Juntaram documentos às págs. 18/74.
A decisão inicial de págs. 75/80 deferiu o pedido de tutela antecipada para determinar que a requerida se abstenha de efetuar qualquer cobrança de parcelas do contrato e de promover a inscrição do nome da autora nos órgãos de proteção ao crédito.
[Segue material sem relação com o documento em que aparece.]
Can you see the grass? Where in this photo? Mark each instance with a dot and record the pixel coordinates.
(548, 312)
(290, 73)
Devidamente citada, a parte requerida contestou a ação às págs. 97/105. Argui que no ato da contratação, os autores ajustaram e consentiram que, em caso de rescisão contratual a devolução de valores se daria conforme a cláusula 5.3.1, "b", do contrato, a qual prevê que, em
caso de rescisão contratual, provocada pela autora, que a devolução será feita na ordem de 20% do valor pago. Alega que os autores pagaram R$ 35.040,37 (trinta e cinco mil, quarenta reais e trinta e sete centavos), devendo receber a quantia de R$ 28.032,29 (vinte e oito mil, trinta e dois reais e vinte a nove centavos). Aduz que o termo inicial da contagem de juros deverá ser determinado para que se iniciem somente após o trânsito em julgado. Sustenta, em linhas gerais, a improcedência da ação, eis que a rescisão ocorreu por culpa exclusiva da parte autora, legalidade das cláusulas combatidas, observando-se o e princípio pacta sunt servanda.
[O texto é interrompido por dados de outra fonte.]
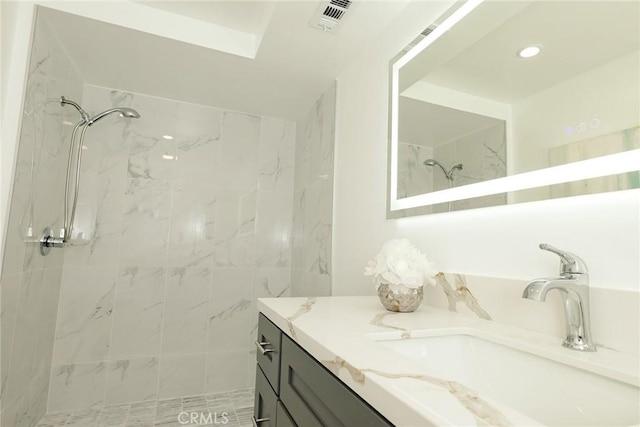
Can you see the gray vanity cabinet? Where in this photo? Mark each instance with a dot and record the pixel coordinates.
(306, 393)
Documentos às págs.106/157.
Réplica às fls. 160/171, repisando in totum os termos da inicial.
Facultada a especificação de provas e questionadas sobre o interesse em audiência de conciliação (págs. 172/173), as partes manifestaram-se às págs. 175 e 176/177, pelo julgamento antecipado da lide.
É o relatório.
Fundamento e Decido
O feito comporta julgamento no estado em que se encontra, uma vez que a matéria alegada nos autos é exclusivamente de direito, dispensando a produção de provas, nos termos do disposto no art. 355, inciso I, do Código de Processo Civil.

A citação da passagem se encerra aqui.